The film is built around a trial, but it isn't entirely confined to it (though all the scenes in the courthouse are really great). William Priest (Will Rodgers) has been the local judge for quite some time. His unorthodox, laid-back style isn’t exactly professional, but his personality has become woven into the fabric of the town. His nephew, Jerome (Tom Brown), has recently returned home from a "Yankee" law school and now has a job as an attorney. When the local barber and his pals are severely beaten up by the town’s “quiet” character, it is Jerome that takes his case. This, of course, creates a possible conflict of interest, which leads many to question Priest’s fairness as a judge. In the meantime, he also sets up his nephew with a girl who, according to his nephew’s mother, isn’t up to the family standards. Probably the really only uninteresting thing in the whole film is the "relationship" that the two youngsters have.
This is the first Ford film that I've seen with Stephen Fetchit in it, and it's really hard to talk about it without saying outright that it's "disgustingly racist." Fetchit plays a sterotypical "negro," talks in incoherent jigaboo (which Rodger's understands somehow; must be a southern thang), and is constantly chided for being lazy (even if it's mostly by Priest, who is teasing). It is racist. But there is something about the way that it is just out in the open in the film that helps it a lot, and along with Hattie McDaniels, who plays Aunt Dilsey, the maid/servant in the Priest household, helps the segregation/racism seep into the community. It's there, but there isn't anything malicious about it. If the film was about racism (which Stars in My Crown sort of turns into), it wouldn't be very good. This is cinema though, so obviously it's an alt-reality, and Ford was all about perpetuating Americana myths, but most likely Kentucky was probably kind of like this after the Civil War. Perhaps the circumstances are not that pleasant, but sometimes, real life isn’t either.

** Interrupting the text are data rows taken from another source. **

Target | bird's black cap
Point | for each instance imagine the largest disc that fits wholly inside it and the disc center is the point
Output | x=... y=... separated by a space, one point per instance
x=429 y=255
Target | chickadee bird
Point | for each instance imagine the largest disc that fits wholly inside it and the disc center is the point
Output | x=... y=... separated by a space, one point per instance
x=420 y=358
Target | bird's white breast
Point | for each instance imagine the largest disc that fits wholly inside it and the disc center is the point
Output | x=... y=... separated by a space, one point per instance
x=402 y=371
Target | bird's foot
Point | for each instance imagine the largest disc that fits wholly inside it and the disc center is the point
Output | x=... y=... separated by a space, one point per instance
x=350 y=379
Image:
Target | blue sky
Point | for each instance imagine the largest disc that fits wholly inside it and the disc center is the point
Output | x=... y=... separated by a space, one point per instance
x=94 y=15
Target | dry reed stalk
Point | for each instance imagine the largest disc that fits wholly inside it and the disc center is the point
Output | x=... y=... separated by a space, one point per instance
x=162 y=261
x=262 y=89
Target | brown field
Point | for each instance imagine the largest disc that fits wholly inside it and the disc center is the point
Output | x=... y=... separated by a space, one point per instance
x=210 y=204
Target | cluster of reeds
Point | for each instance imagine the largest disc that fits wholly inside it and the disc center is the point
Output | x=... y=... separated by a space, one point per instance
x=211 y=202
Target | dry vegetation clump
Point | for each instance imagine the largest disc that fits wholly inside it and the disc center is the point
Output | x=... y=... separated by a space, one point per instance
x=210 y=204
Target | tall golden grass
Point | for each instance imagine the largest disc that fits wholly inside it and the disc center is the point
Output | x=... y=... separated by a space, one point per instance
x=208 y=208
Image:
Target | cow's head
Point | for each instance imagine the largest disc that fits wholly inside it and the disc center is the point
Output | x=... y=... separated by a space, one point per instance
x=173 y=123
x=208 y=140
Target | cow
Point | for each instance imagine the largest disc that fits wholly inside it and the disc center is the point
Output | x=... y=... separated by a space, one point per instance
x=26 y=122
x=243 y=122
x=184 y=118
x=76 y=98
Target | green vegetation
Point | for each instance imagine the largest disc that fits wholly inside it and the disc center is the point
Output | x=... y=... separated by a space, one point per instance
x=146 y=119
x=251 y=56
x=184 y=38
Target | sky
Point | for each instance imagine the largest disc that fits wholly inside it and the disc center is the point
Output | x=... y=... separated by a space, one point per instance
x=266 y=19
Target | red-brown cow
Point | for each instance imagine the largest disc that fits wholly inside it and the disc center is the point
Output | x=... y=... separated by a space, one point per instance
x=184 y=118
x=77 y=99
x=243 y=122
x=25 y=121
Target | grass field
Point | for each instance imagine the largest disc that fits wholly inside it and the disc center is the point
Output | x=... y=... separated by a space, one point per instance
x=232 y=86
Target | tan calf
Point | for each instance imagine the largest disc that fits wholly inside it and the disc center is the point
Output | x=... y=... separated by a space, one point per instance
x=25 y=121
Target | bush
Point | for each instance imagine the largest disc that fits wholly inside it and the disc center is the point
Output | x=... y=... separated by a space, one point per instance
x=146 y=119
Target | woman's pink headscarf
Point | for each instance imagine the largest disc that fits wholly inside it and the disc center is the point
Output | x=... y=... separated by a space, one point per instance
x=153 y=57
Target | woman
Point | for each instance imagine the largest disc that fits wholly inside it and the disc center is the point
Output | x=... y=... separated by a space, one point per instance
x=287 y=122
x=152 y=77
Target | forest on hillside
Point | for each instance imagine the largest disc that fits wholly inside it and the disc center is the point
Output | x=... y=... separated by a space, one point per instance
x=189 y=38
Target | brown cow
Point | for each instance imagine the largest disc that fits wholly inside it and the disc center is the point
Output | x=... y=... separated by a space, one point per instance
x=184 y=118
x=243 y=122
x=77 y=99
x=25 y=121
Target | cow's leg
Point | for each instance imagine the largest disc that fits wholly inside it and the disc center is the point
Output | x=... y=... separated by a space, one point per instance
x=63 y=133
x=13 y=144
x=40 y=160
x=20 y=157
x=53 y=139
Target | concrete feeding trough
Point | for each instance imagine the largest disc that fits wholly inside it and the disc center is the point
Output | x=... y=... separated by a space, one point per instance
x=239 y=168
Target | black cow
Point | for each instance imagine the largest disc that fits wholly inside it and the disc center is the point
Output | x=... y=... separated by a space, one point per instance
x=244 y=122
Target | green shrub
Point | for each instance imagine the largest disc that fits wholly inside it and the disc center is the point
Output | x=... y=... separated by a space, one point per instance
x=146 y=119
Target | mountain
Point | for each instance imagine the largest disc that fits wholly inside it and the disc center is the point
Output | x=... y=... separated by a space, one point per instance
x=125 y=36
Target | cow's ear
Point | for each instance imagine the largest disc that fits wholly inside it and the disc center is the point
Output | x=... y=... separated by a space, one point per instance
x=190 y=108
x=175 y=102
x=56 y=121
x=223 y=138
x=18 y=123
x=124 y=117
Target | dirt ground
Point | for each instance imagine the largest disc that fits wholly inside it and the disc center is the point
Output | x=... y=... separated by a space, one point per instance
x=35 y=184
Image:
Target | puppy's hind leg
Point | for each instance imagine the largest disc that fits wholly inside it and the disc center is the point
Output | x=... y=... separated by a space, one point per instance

That’s not to say Ford was actually a forward-thinking genius or anything, but many directors would have never made Priest’s sidekick a remotely important character. It’s also worth mentioning that no one in the film comes off as being particularly smart (the Reverend at the end, maybe). Will Rodger’s whole persona is “dumb…but charming” but he never comes off as being a superior character. He's not stupid, he's just a Good Ol' Boy who doesn't have hateful bone in his body. Most of the characters are Good Ol' Boys actually, and the way the film ends is indicative of this, given the fact the the trial doesn't really end and southern pride trumps all. In fact, I think Ford’s characterization of all the characters is one of the most curious elements in the film. While it is, like many things Fordian, quite simple on the surface, it does ask for deep pondering.